Pakistan Broke UN Agreement on Internet Access 7 Times Since 2021

Pakistan pledged to uphold free internet in the 2021 UN resolution, yet imposed 7 restrictions since, according to cybersecurity company and VPN provider Surfshark.

The UN resolution in question aims to protect and promote human rights, but some supporting countries have broken their word, including Pakistan.

Surfshark conducted a study analyzing UN countries’ stances in the 2021 UN Human Rights Council (HRC) Resolution on the promotion, protection, and enjoyment of human rights on the internet.

By comparing countries’ stances with data from Surfshark’s Internet Shutdown Tracker, Surfshark was able to identify 15 countries that claimed to support the resolution but later “broke their word” by imposing internet restrictions.

Pakistan has gone against the 2021 resolution 7 times already, with 3 of these cases happening within the past month amid the arrest of former prime minister Imran Khan.

In 2022, the internet was also restricted 3 times: once when Khan organized a march to the capital, and twice when Khan’s speech was being broadcast live. Pakistan holds the third-highest number of restrictions that took place after (or during) the 2021 resolution among the countries that also “broke their word”, behind Sudan and India.

Surfshark spokeswoman Gabriele Racaityte-Krasauske says:

The UN resolution on human rights on the Internet aims to make countries openly condemn these shutdowns and other ways of restricting online speech.
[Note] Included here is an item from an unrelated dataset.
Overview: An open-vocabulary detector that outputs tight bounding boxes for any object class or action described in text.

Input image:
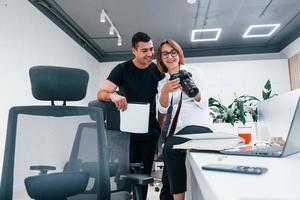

However, it’s concerning that even though 15 countries publicly supported the resolution, they still imposed internet restrictions.

The countries that supported the 2021 UN resolution but “broke their word” were India, Sudan, Cuba, Uzbekistan, Burkina Faso, Pakistan, Senegal, Russia, Brazil, Armenia, Indonesia, Mauritania, Nigeria, Somalia, and Ukraine.


Surfshark’s Internet Shutdown Tracker reveals that there were a total of 66 internet disruptions in these 15 countries during or after the adoption of the resolution.

  • India stands out as the country that has “broken its word” the most, with 21 internet disruptions since the resolution’s adoption in 2021 (if we included the Jammu & Kashmir region, this number would be even higher).
  • Sudan holds the second-highest number of restrictions (9) that took place after the country supported the 2021 resolution, the first one happening amid the 2021 military coup.
  • Nigeria and Ukraine had ongoing restrictions at the time of the resolution’s adoption but had no new restrictions since then. Nigeria had banned Twitter a month before the adoption, and the restriction lasted until January 2022. As for Ukraine, it blocked popular Russian apps back in 2017 as part of sanctions in response to the annexation of Crimea, which is still in place.